Non-verbal Hands-free Control for Smart Glasses using Teeth Clicks
Payal Mohapatra, Ali Aroudi, Anurag Kumar, Morteza Khaleghimeybodi
TL;DR
This paper addresses discreet, hands-free control for smart glasses by detecting two teeth-click patterns from nose-pad accelerometer signals. It introduces STEALTHsense, a lightweight temporal-broadcasting neural network with approximately $88\mathrm{K}$ parameters and $7.14\mathrm{M}$ MMAC, trained on a dataset of 21 participants to achieve a cross-subject balanced accuracy of $0.93$ under noisy conditions. The approach uses a tailored data augmentation, a 41-feature time-frequency representation, and a robust on-device inference pipeline, demonstrating strong performance and real-time feasibility. Field tests report positive user adoption and perceived accuracy, highlighting the practical potential for unobtrusive interaction in AR glasses. Overall, the work delivers a compact, noise-robust solution for non-verbal human-computer interaction with smart glasses and outlines clear paths for personalization and broader usability.
Abstract
Smart glasses are emerging as a popular wearable computing platform potentially revolutionizing the next generation of human-computer interaction. The widespread adoption of smart glasses has created a pressing need for discreet and hands-free control methods. Traditional input techniques, such as voice commands or tactile gestures, can be intrusive and non-discreet.
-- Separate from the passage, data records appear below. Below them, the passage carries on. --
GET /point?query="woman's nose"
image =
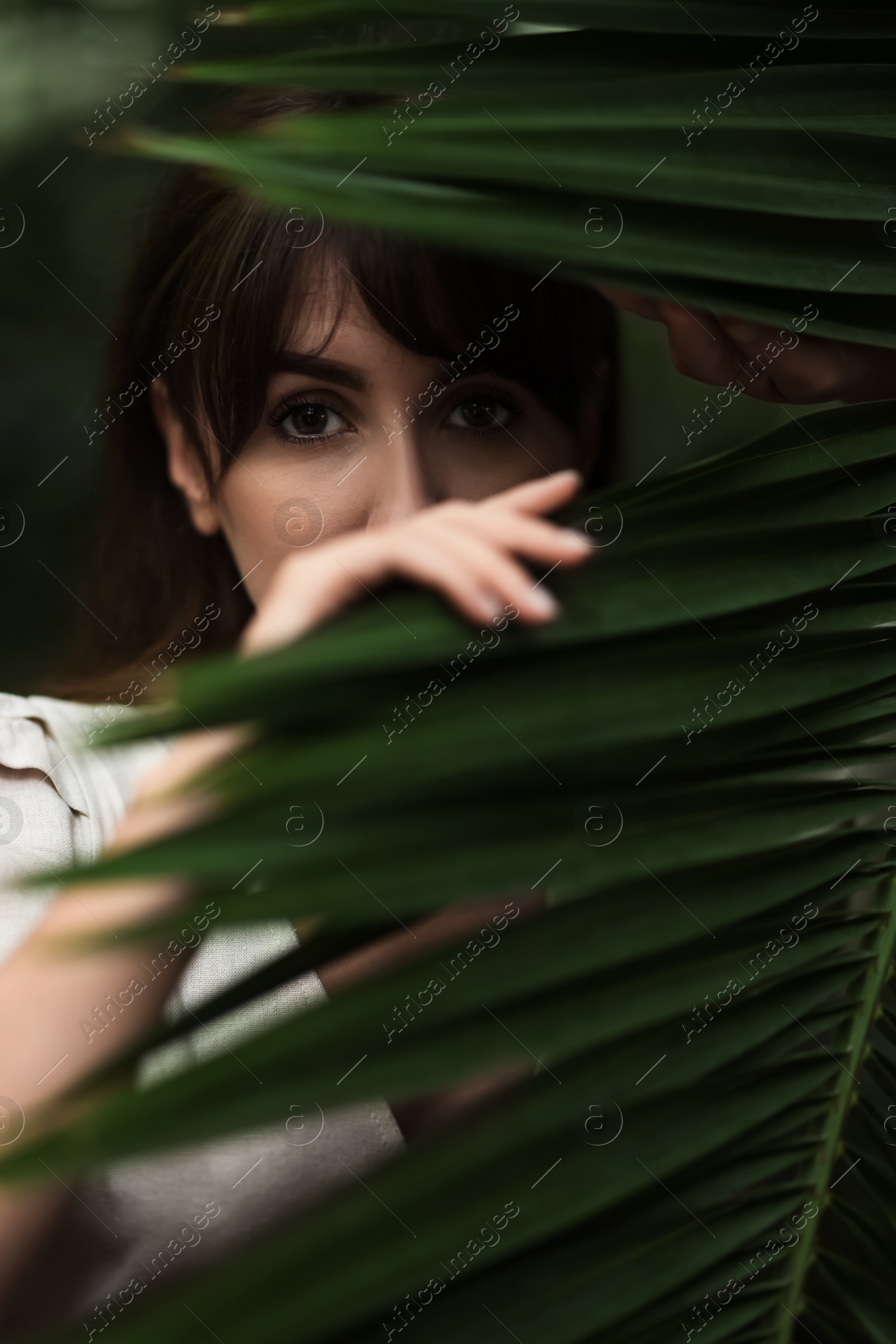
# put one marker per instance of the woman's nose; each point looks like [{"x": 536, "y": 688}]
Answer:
[{"x": 402, "y": 486}]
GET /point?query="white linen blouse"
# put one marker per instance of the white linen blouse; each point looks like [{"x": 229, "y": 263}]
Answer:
[{"x": 152, "y": 1218}]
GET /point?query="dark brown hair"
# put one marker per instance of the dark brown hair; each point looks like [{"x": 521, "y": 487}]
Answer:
[{"x": 213, "y": 295}]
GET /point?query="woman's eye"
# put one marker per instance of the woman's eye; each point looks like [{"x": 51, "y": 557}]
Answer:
[
  {"x": 314, "y": 420},
  {"x": 480, "y": 413}
]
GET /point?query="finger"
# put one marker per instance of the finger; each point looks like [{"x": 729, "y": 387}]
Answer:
[
  {"x": 528, "y": 537},
  {"x": 700, "y": 347},
  {"x": 810, "y": 369},
  {"x": 469, "y": 588},
  {"x": 494, "y": 573},
  {"x": 539, "y": 496}
]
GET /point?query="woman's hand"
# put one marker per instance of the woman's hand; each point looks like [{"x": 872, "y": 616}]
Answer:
[
  {"x": 715, "y": 350},
  {"x": 464, "y": 550}
]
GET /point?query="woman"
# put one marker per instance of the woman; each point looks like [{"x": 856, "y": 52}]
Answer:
[{"x": 295, "y": 418}]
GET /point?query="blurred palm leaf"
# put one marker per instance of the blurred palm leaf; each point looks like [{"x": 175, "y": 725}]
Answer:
[
  {"x": 732, "y": 1119},
  {"x": 725, "y": 820}
]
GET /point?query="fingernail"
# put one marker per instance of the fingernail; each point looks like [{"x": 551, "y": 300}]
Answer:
[
  {"x": 544, "y": 602},
  {"x": 742, "y": 329}
]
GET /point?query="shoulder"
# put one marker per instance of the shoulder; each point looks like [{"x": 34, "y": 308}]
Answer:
[{"x": 61, "y": 802}]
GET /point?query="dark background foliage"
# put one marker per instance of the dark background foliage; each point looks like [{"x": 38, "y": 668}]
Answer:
[{"x": 59, "y": 63}]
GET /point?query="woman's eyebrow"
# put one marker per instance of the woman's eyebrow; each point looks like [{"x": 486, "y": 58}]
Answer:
[{"x": 291, "y": 362}]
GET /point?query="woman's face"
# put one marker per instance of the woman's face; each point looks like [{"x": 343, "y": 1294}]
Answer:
[{"x": 338, "y": 449}]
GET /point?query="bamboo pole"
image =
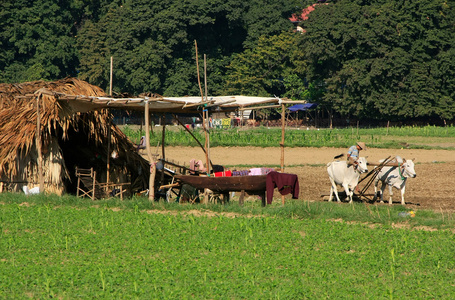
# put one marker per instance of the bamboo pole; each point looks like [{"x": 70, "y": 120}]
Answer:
[
  {"x": 283, "y": 124},
  {"x": 38, "y": 145},
  {"x": 149, "y": 153},
  {"x": 108, "y": 160},
  {"x": 163, "y": 154},
  {"x": 203, "y": 118},
  {"x": 207, "y": 134}
]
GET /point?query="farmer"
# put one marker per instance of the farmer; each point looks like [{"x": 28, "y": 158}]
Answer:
[
  {"x": 141, "y": 144},
  {"x": 353, "y": 153}
]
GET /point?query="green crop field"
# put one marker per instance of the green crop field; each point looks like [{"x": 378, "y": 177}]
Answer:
[
  {"x": 67, "y": 248},
  {"x": 427, "y": 137}
]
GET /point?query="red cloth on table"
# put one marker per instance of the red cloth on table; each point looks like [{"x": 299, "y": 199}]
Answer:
[
  {"x": 224, "y": 173},
  {"x": 286, "y": 183}
]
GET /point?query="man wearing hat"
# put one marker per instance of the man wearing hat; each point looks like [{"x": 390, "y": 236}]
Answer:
[{"x": 353, "y": 153}]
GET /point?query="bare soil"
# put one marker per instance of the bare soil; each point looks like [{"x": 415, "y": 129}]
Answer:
[{"x": 433, "y": 187}]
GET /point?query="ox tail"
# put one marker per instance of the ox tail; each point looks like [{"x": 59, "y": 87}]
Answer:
[{"x": 338, "y": 156}]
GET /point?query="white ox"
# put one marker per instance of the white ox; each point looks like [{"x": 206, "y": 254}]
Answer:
[
  {"x": 348, "y": 178},
  {"x": 394, "y": 177}
]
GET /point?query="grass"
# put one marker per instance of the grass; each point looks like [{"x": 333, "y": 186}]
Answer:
[{"x": 63, "y": 247}]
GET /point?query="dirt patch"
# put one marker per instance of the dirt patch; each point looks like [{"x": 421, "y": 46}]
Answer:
[{"x": 431, "y": 189}]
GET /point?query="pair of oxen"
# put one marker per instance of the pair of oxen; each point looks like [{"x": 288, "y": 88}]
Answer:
[{"x": 348, "y": 177}]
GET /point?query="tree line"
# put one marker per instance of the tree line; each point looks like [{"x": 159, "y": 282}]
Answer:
[{"x": 369, "y": 60}]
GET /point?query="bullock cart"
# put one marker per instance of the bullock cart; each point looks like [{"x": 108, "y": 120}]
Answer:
[
  {"x": 253, "y": 185},
  {"x": 371, "y": 176}
]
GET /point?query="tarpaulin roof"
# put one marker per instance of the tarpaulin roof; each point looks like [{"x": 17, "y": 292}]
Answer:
[
  {"x": 305, "y": 106},
  {"x": 82, "y": 103}
]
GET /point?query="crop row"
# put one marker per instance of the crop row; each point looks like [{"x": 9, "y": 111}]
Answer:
[
  {"x": 270, "y": 137},
  {"x": 71, "y": 252}
]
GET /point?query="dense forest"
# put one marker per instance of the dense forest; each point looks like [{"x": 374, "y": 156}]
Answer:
[{"x": 370, "y": 60}]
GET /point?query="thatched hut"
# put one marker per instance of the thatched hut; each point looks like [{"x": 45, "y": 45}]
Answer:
[{"x": 66, "y": 140}]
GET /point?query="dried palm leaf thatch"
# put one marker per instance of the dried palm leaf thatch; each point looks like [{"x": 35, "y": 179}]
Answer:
[{"x": 18, "y": 128}]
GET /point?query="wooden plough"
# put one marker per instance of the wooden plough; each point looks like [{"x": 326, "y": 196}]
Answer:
[{"x": 372, "y": 174}]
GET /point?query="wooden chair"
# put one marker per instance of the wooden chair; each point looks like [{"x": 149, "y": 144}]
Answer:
[{"x": 87, "y": 185}]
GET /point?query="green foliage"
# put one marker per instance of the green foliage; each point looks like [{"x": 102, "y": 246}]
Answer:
[
  {"x": 260, "y": 70},
  {"x": 383, "y": 59},
  {"x": 392, "y": 137},
  {"x": 122, "y": 250}
]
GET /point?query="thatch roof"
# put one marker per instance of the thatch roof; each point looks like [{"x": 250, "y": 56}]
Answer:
[
  {"x": 18, "y": 121},
  {"x": 85, "y": 101}
]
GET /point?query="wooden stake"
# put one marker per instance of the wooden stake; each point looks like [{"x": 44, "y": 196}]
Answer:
[
  {"x": 283, "y": 121},
  {"x": 149, "y": 154},
  {"x": 38, "y": 145}
]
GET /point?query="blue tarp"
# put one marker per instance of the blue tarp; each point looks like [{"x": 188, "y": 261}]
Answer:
[{"x": 305, "y": 106}]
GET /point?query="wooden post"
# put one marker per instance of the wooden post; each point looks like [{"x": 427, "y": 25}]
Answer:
[
  {"x": 38, "y": 145},
  {"x": 206, "y": 122},
  {"x": 108, "y": 160},
  {"x": 108, "y": 149},
  {"x": 110, "y": 79},
  {"x": 163, "y": 154},
  {"x": 283, "y": 124},
  {"x": 149, "y": 153}
]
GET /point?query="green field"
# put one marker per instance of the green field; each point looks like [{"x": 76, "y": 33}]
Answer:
[
  {"x": 427, "y": 137},
  {"x": 67, "y": 248}
]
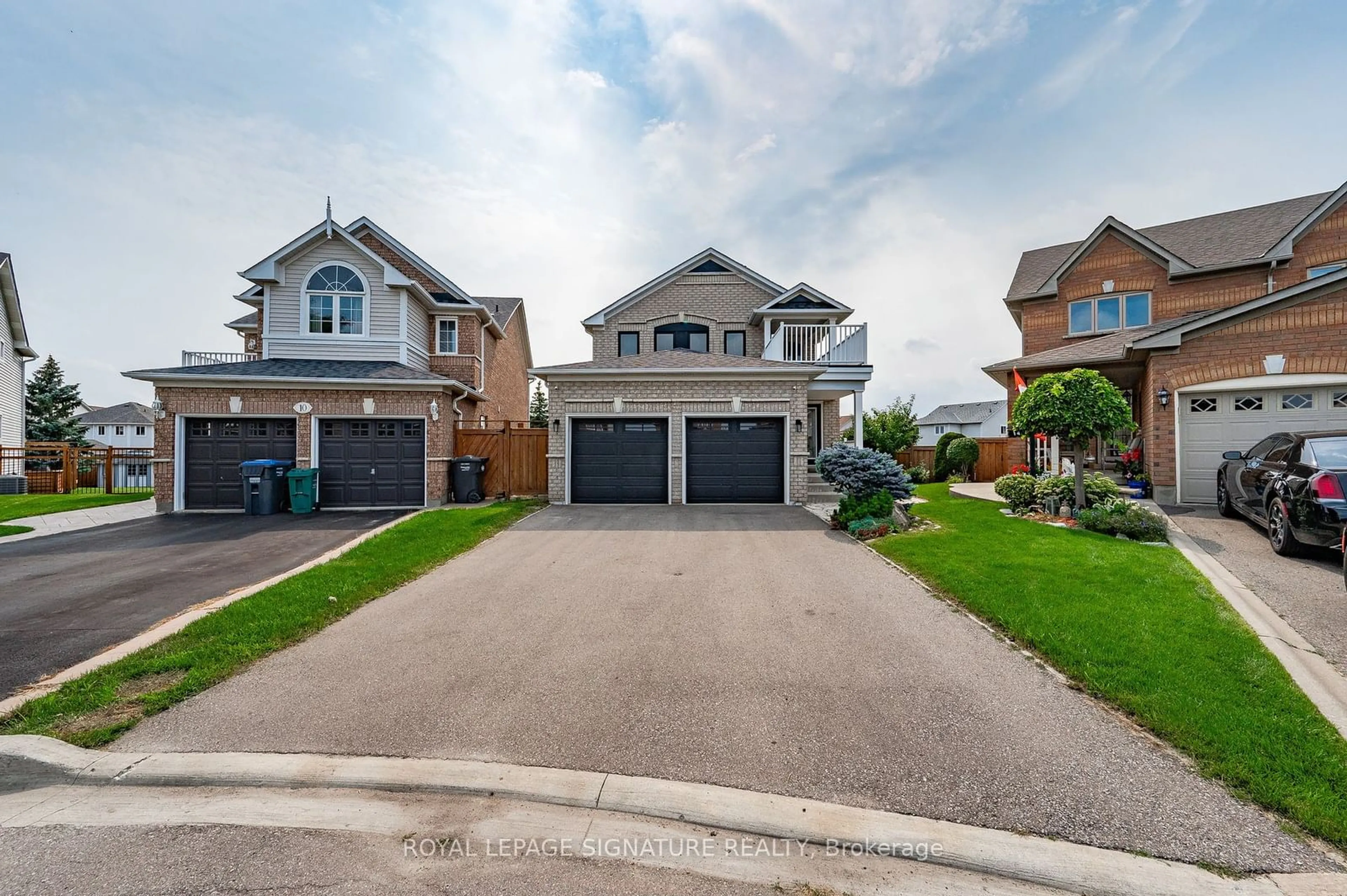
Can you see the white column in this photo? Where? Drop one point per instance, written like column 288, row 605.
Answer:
column 859, row 418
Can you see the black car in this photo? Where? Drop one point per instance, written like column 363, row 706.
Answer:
column 1292, row 483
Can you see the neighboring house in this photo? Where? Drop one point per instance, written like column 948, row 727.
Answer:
column 363, row 360
column 976, row 420
column 130, row 425
column 708, row 385
column 1221, row 330
column 14, row 354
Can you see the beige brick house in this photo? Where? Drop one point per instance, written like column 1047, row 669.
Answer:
column 359, row 359
column 1221, row 329
column 708, row 385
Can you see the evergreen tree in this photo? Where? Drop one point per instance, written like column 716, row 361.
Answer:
column 52, row 405
column 538, row 407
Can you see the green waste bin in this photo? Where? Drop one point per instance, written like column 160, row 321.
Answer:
column 303, row 490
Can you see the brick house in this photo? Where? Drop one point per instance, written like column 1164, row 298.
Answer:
column 359, row 359
column 708, row 385
column 1221, row 329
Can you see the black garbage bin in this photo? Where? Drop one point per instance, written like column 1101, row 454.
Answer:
column 469, row 477
column 264, row 486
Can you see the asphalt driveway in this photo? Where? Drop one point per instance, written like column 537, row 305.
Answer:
column 1305, row 591
column 747, row 647
column 68, row 597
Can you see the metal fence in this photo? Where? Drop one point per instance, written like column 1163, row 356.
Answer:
column 57, row 468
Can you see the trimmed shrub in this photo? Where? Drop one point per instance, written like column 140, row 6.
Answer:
column 1018, row 490
column 863, row 472
column 879, row 506
column 1121, row 516
column 962, row 455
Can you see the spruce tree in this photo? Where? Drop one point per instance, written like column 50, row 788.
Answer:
column 52, row 405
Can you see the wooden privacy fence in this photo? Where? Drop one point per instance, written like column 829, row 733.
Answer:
column 993, row 459
column 516, row 455
column 57, row 468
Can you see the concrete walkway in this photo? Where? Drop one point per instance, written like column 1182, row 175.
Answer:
column 737, row 646
column 75, row 521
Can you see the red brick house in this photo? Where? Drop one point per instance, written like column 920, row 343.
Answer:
column 1221, row 329
column 359, row 359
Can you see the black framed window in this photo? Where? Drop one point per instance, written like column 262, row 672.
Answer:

Additionally, voice-based control may not function well in noisy acoustic conditions. We propose a novel, discreet, non-verbal, and non-tactile approach to controlling smart glasses through subtle vibrations on the skin induced by teeth clicking. We demonstrate that these vibrations can be sensed by accelerometers embedded in the glasses with a low-footprint predictive model. Our proposed method, called STEALTHsense, utilizes a temporal broadcasting-based neural network architecture with just 88K trainable parameters and 7.14M Multiply and Accumulate (MMAC) per inference unit. We benchmark our proposed STEALTHsense against state-of-the-art deep learning approaches and traditional low-footprint machine learning approaches. We conducted a study across 21 participants to collect representative samples for two distinct teeth-clicking patterns and many non-patterns for robust training of STEALTHsense, achieving an average cross-person accuracy of 0.93. Field testing confirmed its effectiveness, even in noisy conditions, underscoring STEALTHsense's potential for real-world applications, offering a promising solution for smart glasses interaction.